We need to get a little selfish and that is hard on the other people in our lives. We want to be better now and they want us to be better now. Many do not understand that we need the time and space to work on us so we can be there for them. So many have been robbed of precious time already and they do not understand the obsession.

She does not understand why you can’t just stop drinking beer and you can’t understand why she can’t just set down the tablet and be intimate. In the end it does not matter. Understanding is not going to solve the problem, action is going to address the issue.

In your case, and maybe this is me looking for the blessing in disguise, don’t seem to have this hurdle. You are retired so you do not have to report to work everyday. You wife is detached so you do not have to find time to make sure that relationship does not suffer.

You can throw all of your time into recovery. You do not have to split the baby.

My advice is to do just that. Make no decisions about your wife, your marriage or what or what your relationship is not at this point. Throw yourself into recovery and let that sit on the side while you get better, while you heal, while you learn to deal with life as a sober person, let you wife deal with her own issues for now.

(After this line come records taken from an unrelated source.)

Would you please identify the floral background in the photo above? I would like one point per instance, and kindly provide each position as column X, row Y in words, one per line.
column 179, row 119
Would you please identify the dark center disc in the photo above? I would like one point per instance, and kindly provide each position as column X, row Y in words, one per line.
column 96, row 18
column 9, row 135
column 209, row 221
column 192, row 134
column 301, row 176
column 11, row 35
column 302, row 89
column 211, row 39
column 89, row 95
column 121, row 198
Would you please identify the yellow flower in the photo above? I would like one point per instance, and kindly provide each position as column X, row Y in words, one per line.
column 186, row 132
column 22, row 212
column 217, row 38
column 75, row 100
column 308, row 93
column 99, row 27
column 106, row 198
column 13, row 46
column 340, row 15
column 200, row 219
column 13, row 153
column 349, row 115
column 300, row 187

It can be addressed later, or not. That can be something that happens down the road when you are ready. One thing I have learned is that I can make a decision now but I do not have to act on it now. I can wait a day, a week a month or a year. I am giving myself time to let that decision sink in. In some cases I did act on it and in others I changed my mind. It is important to be patient with others but also to be patient with myself. I owe myself the chance to make the best choice for me and I can't do that if my mind is not in the best place to make that choice.

I am not saying I never make mistakes, I do all the time, but today I can at least give myself the advantage of a level paying field or at least closer to one if I wait to make major decisions.